In preparation for sparqlcamp I spent far too much time playing with a Firefox extension to show RDF information about photos, which I’ve called pigsty party in hommage to the rather better piggy bank extension. I had a terrible time actually writing it – very slow indeed to develop, but the power of Firefox made it worthwhile, I think. Or, at least you can see some of the potential of it, though the result is a terrible old hack, borrowing heavily from the Sage RSS reader in particular.
The idea was to try and show how the results of Sparql queries (for example; they could just be ordinary RDF files) might be usefully displayed to the user in a way that really showed the advantages of RDF (assuming there are any š I’ve been using Sage a lot and I like the way you can get images in the feeds via the html. I like Flickr (and flickrfox) a lot too but I’m certainly not going to try to put my 10000+ photos on their site.

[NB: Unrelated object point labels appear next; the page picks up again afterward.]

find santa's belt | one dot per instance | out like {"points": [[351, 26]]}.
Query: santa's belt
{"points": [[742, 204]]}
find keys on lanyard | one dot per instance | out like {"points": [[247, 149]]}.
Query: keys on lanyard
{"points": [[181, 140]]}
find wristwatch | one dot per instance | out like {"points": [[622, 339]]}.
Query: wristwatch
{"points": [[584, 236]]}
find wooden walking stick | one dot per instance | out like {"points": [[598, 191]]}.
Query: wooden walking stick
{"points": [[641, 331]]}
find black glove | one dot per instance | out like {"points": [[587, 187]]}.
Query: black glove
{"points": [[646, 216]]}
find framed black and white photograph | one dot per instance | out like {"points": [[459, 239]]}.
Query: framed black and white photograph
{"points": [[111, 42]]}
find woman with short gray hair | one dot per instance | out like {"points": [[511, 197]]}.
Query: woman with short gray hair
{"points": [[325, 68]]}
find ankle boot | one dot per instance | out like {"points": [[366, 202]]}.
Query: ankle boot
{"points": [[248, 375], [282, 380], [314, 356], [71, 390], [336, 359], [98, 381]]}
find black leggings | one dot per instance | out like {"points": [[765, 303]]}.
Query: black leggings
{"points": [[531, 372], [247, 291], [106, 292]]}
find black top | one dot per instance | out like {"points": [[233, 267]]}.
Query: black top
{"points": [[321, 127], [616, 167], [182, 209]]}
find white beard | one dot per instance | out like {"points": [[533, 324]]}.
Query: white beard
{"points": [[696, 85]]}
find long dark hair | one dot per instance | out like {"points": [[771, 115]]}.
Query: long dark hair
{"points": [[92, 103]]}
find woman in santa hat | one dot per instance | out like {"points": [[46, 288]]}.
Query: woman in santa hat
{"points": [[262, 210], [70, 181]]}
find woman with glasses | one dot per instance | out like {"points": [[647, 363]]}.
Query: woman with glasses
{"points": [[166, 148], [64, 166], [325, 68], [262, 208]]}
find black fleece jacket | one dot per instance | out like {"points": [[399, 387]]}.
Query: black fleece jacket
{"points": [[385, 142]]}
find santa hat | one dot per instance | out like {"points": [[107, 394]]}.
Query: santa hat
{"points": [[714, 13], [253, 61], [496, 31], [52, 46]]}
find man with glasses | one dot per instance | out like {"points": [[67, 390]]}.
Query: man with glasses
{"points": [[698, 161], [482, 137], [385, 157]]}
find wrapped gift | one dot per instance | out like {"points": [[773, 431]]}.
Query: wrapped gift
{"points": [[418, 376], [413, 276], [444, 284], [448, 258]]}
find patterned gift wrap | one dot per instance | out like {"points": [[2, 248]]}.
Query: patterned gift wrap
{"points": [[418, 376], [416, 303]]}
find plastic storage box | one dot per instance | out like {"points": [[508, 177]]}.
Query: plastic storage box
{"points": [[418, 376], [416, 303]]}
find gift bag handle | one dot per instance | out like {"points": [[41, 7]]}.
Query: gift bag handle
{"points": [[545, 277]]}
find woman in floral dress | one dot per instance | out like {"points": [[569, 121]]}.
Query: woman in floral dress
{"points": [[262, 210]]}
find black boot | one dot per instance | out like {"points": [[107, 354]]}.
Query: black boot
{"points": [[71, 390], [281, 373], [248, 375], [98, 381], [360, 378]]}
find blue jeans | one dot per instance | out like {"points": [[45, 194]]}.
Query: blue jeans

A fair few people have being putting RDF data about images on their sites – especially depiction data, location data, dates and thumbnails. After a Guinness-fuelled meeting at the Foaf workshop in Galway last year, Morten Frederiksen, Greg Williams and I have more or less have the same kinds of information available in similar formats: scene is set for a distributed Flickr thingy. Tags are fashionable, so what the hell… š
So some groundwork for something like that was the aim. Of course there are plenty of different ways of creating something like this – some sort of distributed query combining the results from several sources into one html page is another tack, and it looks as if we’ll try something like that out of Sparqling days too.
A Firefox extension is another way. The Pigsty Firefox extension finds gallery files in this format or this format linked from foaffiles which the extension finds using the foaf autodiscovery from html method. More detail is on the Pigsty homepage.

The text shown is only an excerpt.